Insofern ist in meinen Augen keine Geschichte so gut geeignet wie diese, das eigentliche Anliegen des vorliegenden Bandes zu zeigen: Denen, die sich auf den Weg in die tiefen Kammern der jüngeren Vergangenheit machen, zu zeigen, daß es dort veritable Schätze zu finden gilt – auch wenn sie sich nur denen zeigen, die bereit sind, den mühsamen Weg tatsächlich hinabzusteigen. Und die Geschichte ist aktuell: Wo läuft die Grenze zwischen Glauben und Unglauben heute? Wo lebt die Kirche wirklich, die wahre Kirche, wo ist ihr echtes und eigentliches Leben in einer Zeit, da die Öffentlichkeit sie meist nur noch als „Beerdigungsverein mit Immobilien in 1A-Lage“ (Arnold Stadler) wahrnimmt. Die Hoffnung, zeigt uns diese Erzählung, ist gerade da zu finden, wo man sie am wenigsten zu finden meint. Aber wer, auf unserer Seite der Grenze, mag sagen, was das für ein Licht war, das da aufschien – der Scheinwerfer eines sowjetischen Grenzsoldaten oder das wahre Licht, das jeden Menschen erleuchtet? Schaper macht seine Leser zu Seiltänzern – da will ein Abgrund bestanden sein!

 

Und die anderen Autoren? Alle führen sie in die Tiefe; alle Werke sind, auf den ersten Blick erkennbar, Frucht eines sehr ernsthaften geistlichen Ringens. Und wo findet man etwas Derartiges heute noch? Der Mensch kann aber nur leben, wenn er Antworten findet auf die „tragische Trias“ von Leid, Schuld und Tod, von der Viktor Frankl sprach – vegetieren kann er auch so. Liest man die Geschichten, kann man lernen, wie viel wir verloren haben und wie sehr wir dazu neigen, der Vergangenheit Unrecht zu tun, indem wir sie nicht kennen. Denn erst, wenn du verstanden hast, wirst du überhaupt damit anfangen können, dir ein Urteil zu bilden.

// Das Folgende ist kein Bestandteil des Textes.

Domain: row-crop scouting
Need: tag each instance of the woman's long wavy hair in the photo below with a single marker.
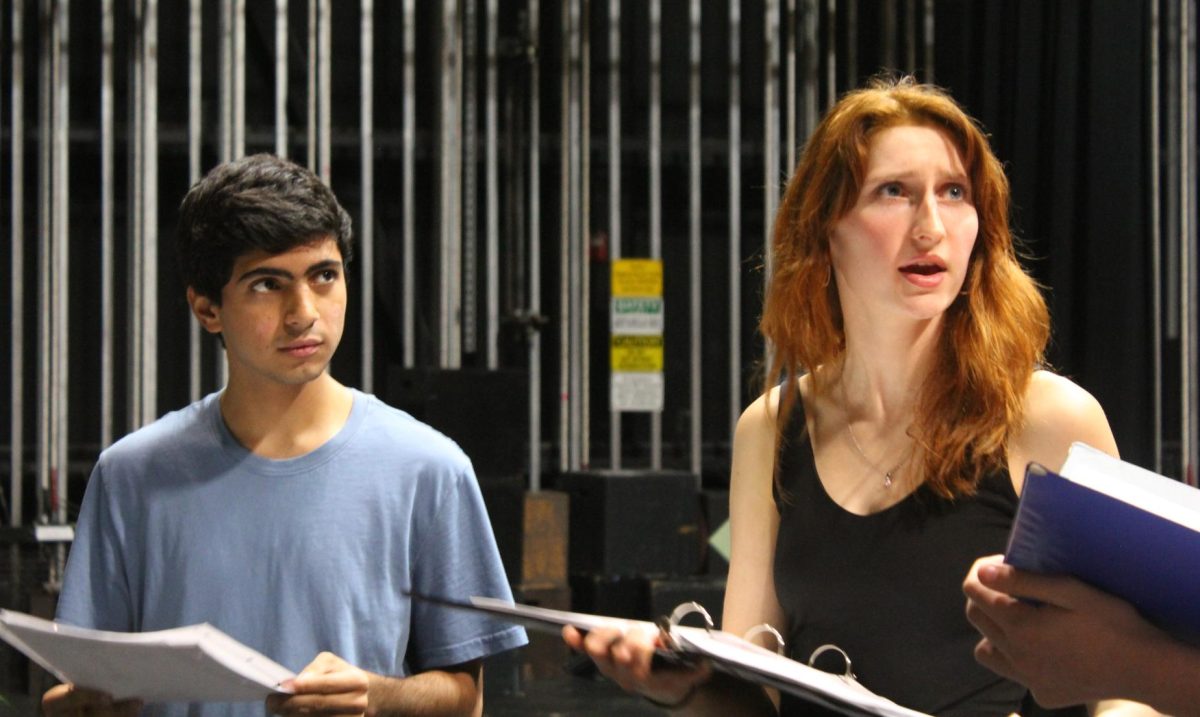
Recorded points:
(994, 333)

Und dennoch: Nachdem sich Edgar Degas, der bei aller Liebe eben doch kein Dichter, sondern ein Maler war, einen ganzen Tag lang vergeblich mit der Arbeit an einem Sonett abgeplagt hatte, gab ihm Mallarmé in profunder Kürze zu verstehen: „Mais, Degas, ce n’est point avec des idées, que l’on fait des vers … C’est avec des mots.“ Gedichte bestehen aus Wörtern, nicht aus Gedanken! Auch ein Martin Mosebach weiß, warum er keinen christlichen Roman schreibt. Einige der vorgestellten Geschichten wären als Essay hervorragend gewesen, einige bilden einen ebenso interessanten wie komplexen Gedankenteppich, der die geistliche Seite des Lebens ernst nimmt und erhellt, wenn man auf diese Ebene, je nachdem, hinab- oder hinaufsteigt – als Literatur machen sie aber auch die Erschütterung des katholischen Daseinsgefühls schon vor dem II. Vatikanischen Konzil sichtbar. Alle zeigen sie, wie angefochten die Gläubigen damals bereits waren. Insofern eignen sich die Texte auch zur Zeitdiagnose. Und auch das ist ja nicht der geringste Wert von Literatur.

Das letztliche Scheitern des Renouveau Catholique ist sicher nicht nur der Mißgunst der Zeiten zuzuschreiben. Der Versuch, dem inneren Ringen von Glauben, Versuchung und Gnade mit literarischen Mitteln beizukommen, muß ein steiles Unterfangen sein und beinhaltet immer die Gefahr des Absturzes. Ich meine, daß man gut daran tut, selbstkritisch zu sein. Und das heißt, zu loben, was – literarisch – gut ist und bestehen wird, Zurückhaltung zu üben, wenn etwas nur gut gedacht oder gar nur gut gemeint ist. Der vorliegende Band enthält Geschichten beiderlei Qualität. Und so kann man schon allein dadurch hier viel lernen. Ein Buch, das zu lesen sich lohnt – ungeachtet der Kritik und allein schon aufgrund der hervorragenden Einführungen.


Hanna-Barbara Gerl-Falkovitz / Gudrun Trausmuth (Hrsg.): Neue Schau. Große christliche Erzählungen im 20. Jahrhundert (= Kleine Bibliothek des Abendlandes, Bd. 9), Hardcover mit Lesebändchen, 280 S., Be&Be-Verlag, Heiligenkreuz bei Wien 2023.